Cassiel exhaled, a strangely human gesture that seemed out of place on his otherworldly countenance. His expression suggested this conversation was beneath him, like trying to explain quantum physics to a toddler. Or a man attempting to communicate with insects crawling across his boot.

“I am not a demon,” he said, his gaze settling on me with uncomfortable intensity. Those eyes seemed to see through me, past flesh and bone to something deeper. Something hidden. “I am an angel.”

The declaration was absurd and impossible. I let out a sharp laugh that sounded harsh even to my own ears, echoing off the bare walls of the decaying house. The very idea was ridiculous. Angels belonged in Sunday school stories and cheesy Christmas movies, not standing in abandoned houses in blood-soaked clothes.

“Right. Angels don't exist,” I said, the words automatic. We'd seen a lot of weird shit in our years of hunting—monsters, spirits, demons, gods. But angels? That was a bridge too far.

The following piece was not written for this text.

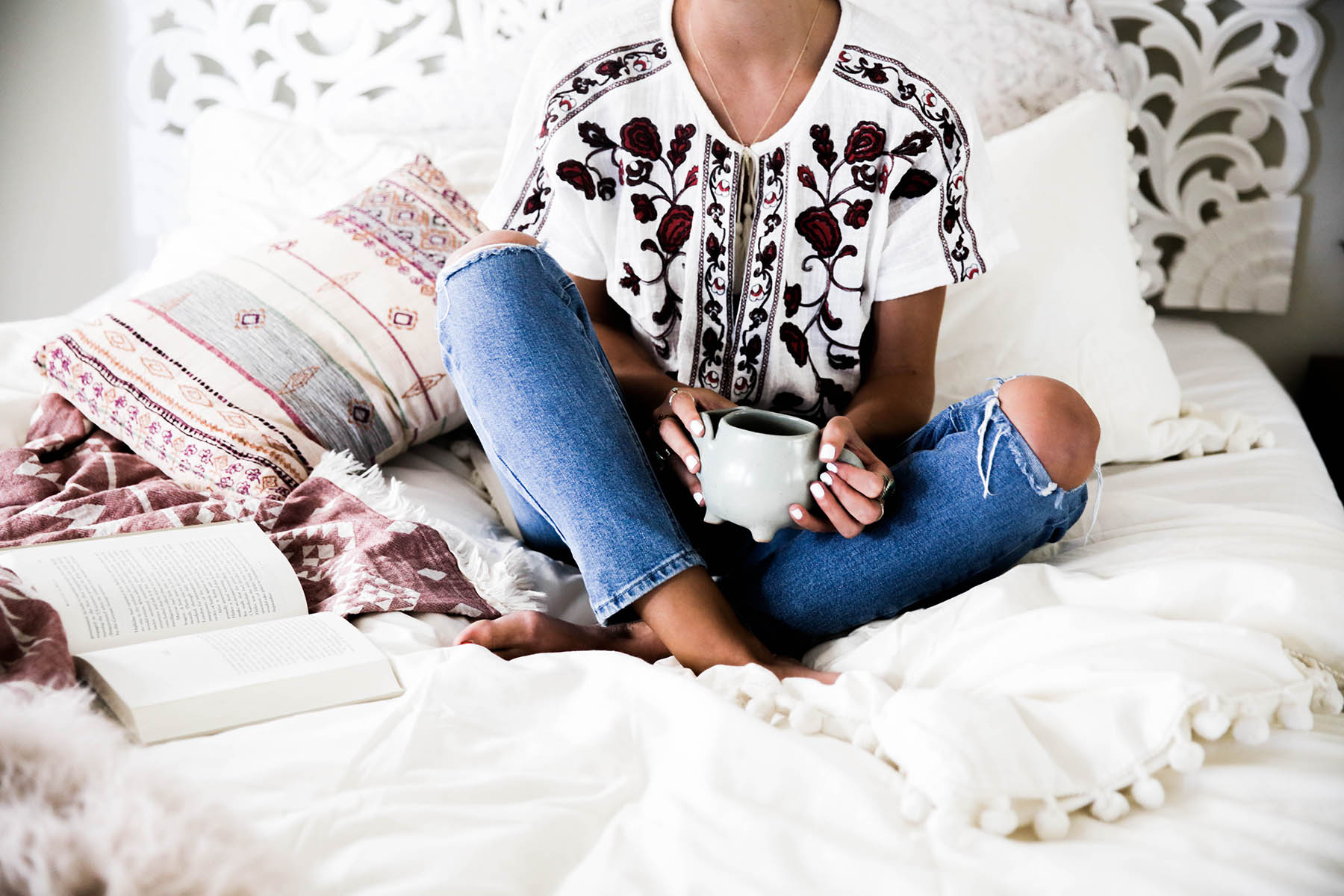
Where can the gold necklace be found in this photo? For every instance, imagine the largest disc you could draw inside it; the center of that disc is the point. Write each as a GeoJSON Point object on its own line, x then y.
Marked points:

“Don't they?” Cassiel asked, his voice soft but carrying a weight that made the hairs on the back of my neck stand up. “You've seen demons. You've spoken with the dead. You've witnessed powers beyond mortal understanding. Why is this where you draw the line of possibility?”

His words hit uncomfortably close to home. It was true, we'd faced creatures and forces that defied explanation. So why was the idea of angels so hard to swallow?

I glanced at Cade, who looked as skeptical as I felt.

“Let's say you are an angel,” I said, not bothering to hide my disbelief. “Shouldn't you have wings? A halo? Be a little less...” I gestured vaguely at his blood-spattered appearance, “...murder-y?”

Cassiel's expression didn't change, but something shifted in his eyes—a flash of something ancient and cold. “You confuse the reality with the image. The messenger with the myth.”

The room shuddered slightly, like ripples spreading across water, and for just a split second, I saw... something. A suggestion of vast, shadowy wings stretching from Cassiel's back, filling the room, reaching beyond the walls themselves. A glimpse of light too bright to look at directly, of a form too vast and strange to comprehend. Then it was gone, leaving spots dancing in my vision and a pounding in my head.

“Jaysus,” I breathed, blinking rapidly to clear my sight. “What the hell was that?”

“A glimpse,” Cassiel replied simply. “Nothing more. Your mind cannot comprehend my true form, just as an ant cannot comprehend a mountain.”

“Modest, aren't you?” Cade muttered, but I could tell from the way he'd paled that he'd seen it too. And that it had shaken him more than he wanted to admit.

The silence stretched between us, taut and uncomfortable. Cassiel seemed content to wait, as if he had all the time in the world. Maybe he did. The concept of an angel—an actual, biblical angel—standing in front of us was too much to process all at once. My mind kept rejecting it, searching for other explanations, other frameworks that might make sense of what we were seeing.

Growing up, my adoptive parents—Declan and Moira Byrne—had drilled into me the taxonomy of the supernatural world. Ghosts were remnants of human consciousness anchored to our world by trauma or unfinished business. Vampires, werewolves, and their kin were biological aberrations, twisted reflections of humanity. Demons were corrupt spirits from another plane of existence. But angels? They were myths, stories told to children to help them sleep at night. The good guys who never showed up when you needed them.

“If you're an angel,” Cade said finally, breaking the silence, “then where've you been? Why haven't we seen your kind before?”

It was a good question, one that had been rattling around my own head. If angels were real, where the hell had they been all this time? Where were they when people were dying, when demons were possessing innocent victims, when monsters were tearing families apart?